Qué más quisiera yo que amarte igual que se pronuncia qué horas son y se responde son las ocho. Amarte con la naturalidad del que se arroja de un sexto piso y del que pide el periódico en la esquina. Decirte - qué más quisiera - tengo mis labios vacantes de tus labios y mis manos huérfanas de tus senos. No quepo en mis zapatos de tan solo ni me peinan veinte peines de tan triste. Los discos viejos me socorren, de tan menesteroso que parezco, y lanzo mis tristes redes a mis pensamientos oceánicos.
Qué más quisiera yo que tú estuvieras para no ponerme siniestro.
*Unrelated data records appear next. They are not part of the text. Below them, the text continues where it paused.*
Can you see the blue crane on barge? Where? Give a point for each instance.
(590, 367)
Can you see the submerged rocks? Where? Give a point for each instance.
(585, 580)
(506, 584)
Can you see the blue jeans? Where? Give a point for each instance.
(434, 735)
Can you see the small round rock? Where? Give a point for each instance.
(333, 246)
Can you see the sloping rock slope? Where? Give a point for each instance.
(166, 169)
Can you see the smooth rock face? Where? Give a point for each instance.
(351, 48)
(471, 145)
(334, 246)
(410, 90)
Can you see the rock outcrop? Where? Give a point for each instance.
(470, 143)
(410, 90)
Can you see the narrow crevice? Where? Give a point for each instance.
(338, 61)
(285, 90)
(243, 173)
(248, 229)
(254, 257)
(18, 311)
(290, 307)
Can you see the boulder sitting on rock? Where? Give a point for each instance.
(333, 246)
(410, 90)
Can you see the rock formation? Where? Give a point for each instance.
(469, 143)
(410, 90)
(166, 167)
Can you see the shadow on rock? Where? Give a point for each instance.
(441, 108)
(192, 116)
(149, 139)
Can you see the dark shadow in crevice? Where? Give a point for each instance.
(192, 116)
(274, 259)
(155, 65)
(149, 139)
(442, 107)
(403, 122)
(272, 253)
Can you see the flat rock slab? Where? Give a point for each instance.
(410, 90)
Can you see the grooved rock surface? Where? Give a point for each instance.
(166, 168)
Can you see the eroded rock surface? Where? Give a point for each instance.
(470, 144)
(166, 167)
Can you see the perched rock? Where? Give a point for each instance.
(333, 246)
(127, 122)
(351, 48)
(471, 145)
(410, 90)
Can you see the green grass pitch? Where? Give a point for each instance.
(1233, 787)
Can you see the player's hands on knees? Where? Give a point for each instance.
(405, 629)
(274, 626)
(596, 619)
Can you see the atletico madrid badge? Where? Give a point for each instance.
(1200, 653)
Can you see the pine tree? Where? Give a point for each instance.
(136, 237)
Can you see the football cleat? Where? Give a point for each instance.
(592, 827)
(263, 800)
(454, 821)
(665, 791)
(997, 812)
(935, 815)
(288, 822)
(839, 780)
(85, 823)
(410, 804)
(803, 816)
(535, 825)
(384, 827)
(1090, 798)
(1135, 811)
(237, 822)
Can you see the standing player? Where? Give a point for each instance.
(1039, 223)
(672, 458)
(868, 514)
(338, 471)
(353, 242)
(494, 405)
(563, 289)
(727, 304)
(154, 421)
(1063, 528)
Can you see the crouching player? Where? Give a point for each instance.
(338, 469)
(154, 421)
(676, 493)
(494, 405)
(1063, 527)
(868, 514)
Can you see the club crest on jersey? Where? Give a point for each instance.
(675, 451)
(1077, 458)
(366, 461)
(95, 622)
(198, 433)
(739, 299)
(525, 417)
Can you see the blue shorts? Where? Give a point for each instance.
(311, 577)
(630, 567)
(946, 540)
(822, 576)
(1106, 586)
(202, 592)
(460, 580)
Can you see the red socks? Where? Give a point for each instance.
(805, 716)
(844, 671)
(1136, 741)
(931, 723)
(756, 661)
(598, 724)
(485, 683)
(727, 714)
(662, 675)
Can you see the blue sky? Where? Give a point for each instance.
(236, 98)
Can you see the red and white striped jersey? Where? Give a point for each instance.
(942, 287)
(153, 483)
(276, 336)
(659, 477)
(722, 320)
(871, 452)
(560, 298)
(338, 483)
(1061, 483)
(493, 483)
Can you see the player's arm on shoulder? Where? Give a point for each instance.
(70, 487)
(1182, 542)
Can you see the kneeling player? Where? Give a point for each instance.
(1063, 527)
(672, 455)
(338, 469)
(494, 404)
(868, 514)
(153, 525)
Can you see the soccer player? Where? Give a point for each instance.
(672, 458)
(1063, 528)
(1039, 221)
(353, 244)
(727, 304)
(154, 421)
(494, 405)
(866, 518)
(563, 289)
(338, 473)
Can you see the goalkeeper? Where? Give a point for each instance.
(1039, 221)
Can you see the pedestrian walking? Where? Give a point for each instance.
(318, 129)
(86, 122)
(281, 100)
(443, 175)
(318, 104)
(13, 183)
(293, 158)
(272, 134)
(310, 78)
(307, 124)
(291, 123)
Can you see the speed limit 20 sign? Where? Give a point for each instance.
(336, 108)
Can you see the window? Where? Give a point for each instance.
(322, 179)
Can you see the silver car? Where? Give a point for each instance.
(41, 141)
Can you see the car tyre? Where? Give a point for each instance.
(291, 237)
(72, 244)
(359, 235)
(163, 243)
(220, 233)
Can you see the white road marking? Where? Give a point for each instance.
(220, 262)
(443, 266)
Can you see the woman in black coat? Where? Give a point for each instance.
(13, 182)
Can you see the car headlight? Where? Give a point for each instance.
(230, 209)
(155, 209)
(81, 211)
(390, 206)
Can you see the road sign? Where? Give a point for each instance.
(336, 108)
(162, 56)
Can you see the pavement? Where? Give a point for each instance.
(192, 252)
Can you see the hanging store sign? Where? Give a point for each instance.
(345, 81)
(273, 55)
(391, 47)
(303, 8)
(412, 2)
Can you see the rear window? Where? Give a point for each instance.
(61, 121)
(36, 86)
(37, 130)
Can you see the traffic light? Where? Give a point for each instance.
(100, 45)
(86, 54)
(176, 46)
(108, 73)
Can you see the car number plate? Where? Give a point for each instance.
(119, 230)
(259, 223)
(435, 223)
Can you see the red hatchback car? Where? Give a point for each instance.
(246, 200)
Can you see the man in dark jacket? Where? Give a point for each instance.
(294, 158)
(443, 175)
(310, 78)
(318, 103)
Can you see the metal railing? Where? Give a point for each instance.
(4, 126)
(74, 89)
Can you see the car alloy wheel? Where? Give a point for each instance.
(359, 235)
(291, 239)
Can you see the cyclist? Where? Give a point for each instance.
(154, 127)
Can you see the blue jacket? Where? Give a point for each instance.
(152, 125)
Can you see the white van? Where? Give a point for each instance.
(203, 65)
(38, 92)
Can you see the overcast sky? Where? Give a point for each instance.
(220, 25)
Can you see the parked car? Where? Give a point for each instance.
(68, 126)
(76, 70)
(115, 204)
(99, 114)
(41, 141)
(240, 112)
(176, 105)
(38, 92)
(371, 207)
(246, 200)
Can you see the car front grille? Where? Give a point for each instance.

Pero alguien se bebió mi corazón a cubetadas. Alguien que se debe estar muriendo de la risa todas las tardes a las cuatro, se llevó mis caricias por costales, me quitó hueso por hueso, ronda la almohada y la moja. Todo se lo llevó: calzones, calcetines, sueños y fantasmas, la basura del alma y hasta el palo de la escoba. No me dejó ni cambio para el metro.
Si tú me quieres, ven, dame la mano, siente mi corazón contra tu pecho y no me digas nada por un rato. Oye mi disco fatal de John Lee Hooker. Bésame locamente hasta sangrar. Sácame lo que puedas y vete sin volver la cabeza.
Conoces una parte de la historia y la otra parte jamás te la diré: no tiene caso remover la herida.
Si así me quieres, ¡albricias!, llega en silencio y vete cuando quieras. Algo te puedo dar de vez en cuando.